Это не был ни крик ярости, ни рёв бунта. Это был первобытный, стихийный вопль тысяч людей, которым только что вернули не просто свободу, но саму надежду на жизнь, скреплённую печатью высшей власти, небесной и земной. Мужики, забыв обо всём на свете, вскидывали к низкому весеннему небу головные уборы, в крепко сжимаемых руках. Бабы, не чуя под собой ног, падали на колени прямо в липкую уличную грязь, рыдая в голос, и творили размашистые крестные знамения, обращая свои заплаканные лица на восток — туда, где была Москва, где сидел их государь-заступник.
— Воля! Волюшка! — неслось со всех сторон, перекрывая колокольный звон, который кто-то уже начал в порыве чувств. — Слыхали, сироты⁈ Государь-батюшка за нас! За сирых да убогих!
— Долгов боле несть! — надрывался чей-то голос, срываясь на визг. — Кабалы в огонь метать велено!
— За три рубля боле на правеж не поставят! — выкрикнул кто-то рядом с Гаврилой, и юноша увидел лицо старого кожевенника, по которому ручьями текли слёзы. — Слышишь, паря⁈ На волю всех! Всех отпущают! Живы будем!

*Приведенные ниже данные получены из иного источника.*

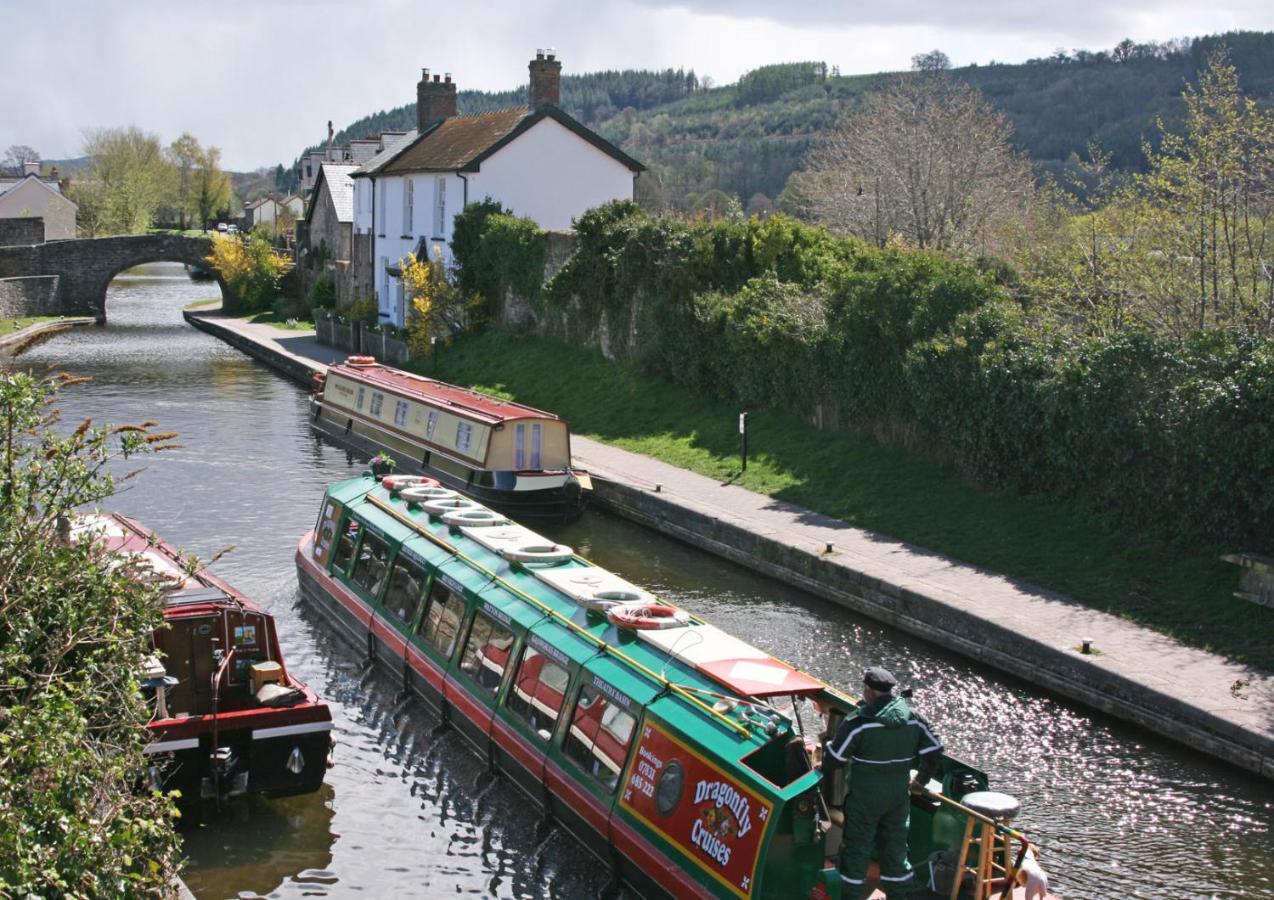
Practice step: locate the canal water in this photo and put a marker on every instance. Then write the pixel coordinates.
(408, 811)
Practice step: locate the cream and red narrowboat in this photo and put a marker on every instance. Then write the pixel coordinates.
(228, 718)
(507, 455)
(678, 755)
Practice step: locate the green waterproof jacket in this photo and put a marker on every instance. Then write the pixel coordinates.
(884, 736)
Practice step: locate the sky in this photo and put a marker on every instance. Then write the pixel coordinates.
(261, 78)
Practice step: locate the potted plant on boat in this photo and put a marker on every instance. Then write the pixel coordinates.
(382, 464)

Гаврила стоял оглушённый. Слова государева указа били его по голове тяжелее кузнечного молота. «Долги до трех рублёв…». Три рубля. Монастырский долг был два с полтиной.
Рабство закончилось.
Гаврила медленно поднял руку. Сорвал грязный ворот исподней рубахи. Нащупал на суровой нитке дедовский костяной шибаток. Резким движением юноша оборвал нить. Он поднёс гладкую, отполированную кость к губам, прикоснувшись к ней, а затем твёрдым, несгибаемым жестом надел её на большой палец правой руки. Кольцо село идеально, как влитое, впившись в кожу.
Вокруг него бушевало людское море. Стражники наместника, посланные на площадь, в страхе пятились назад, понимая, что если они сейчас поднимут оружие, их разорвут голыми руками тысячи разъяренных посадских. Город уже кипел, и люди, обмениваясь быстрыми, злыми взглядами, начали поворачиваться в сторону высоких заборов княжеских дворов Барятинских и прочих. Долги нужно было забирать.
Гаврила повернул голову в сторону княжеского подворья, куда он шёл с бурдюком смолы.
Смолы не будет. Больше не будет приказчика Клима, не будет навоза, не будет опущенных в землю глаз. Маленький государь в далёкой Москве, одним росчерком пера разрубил многолетние цепи. И Гаврила знал, что должен сделать. Он заберёт свою мать, сестру, братьев и выбьет из глотки приказчика изодранную кабалу.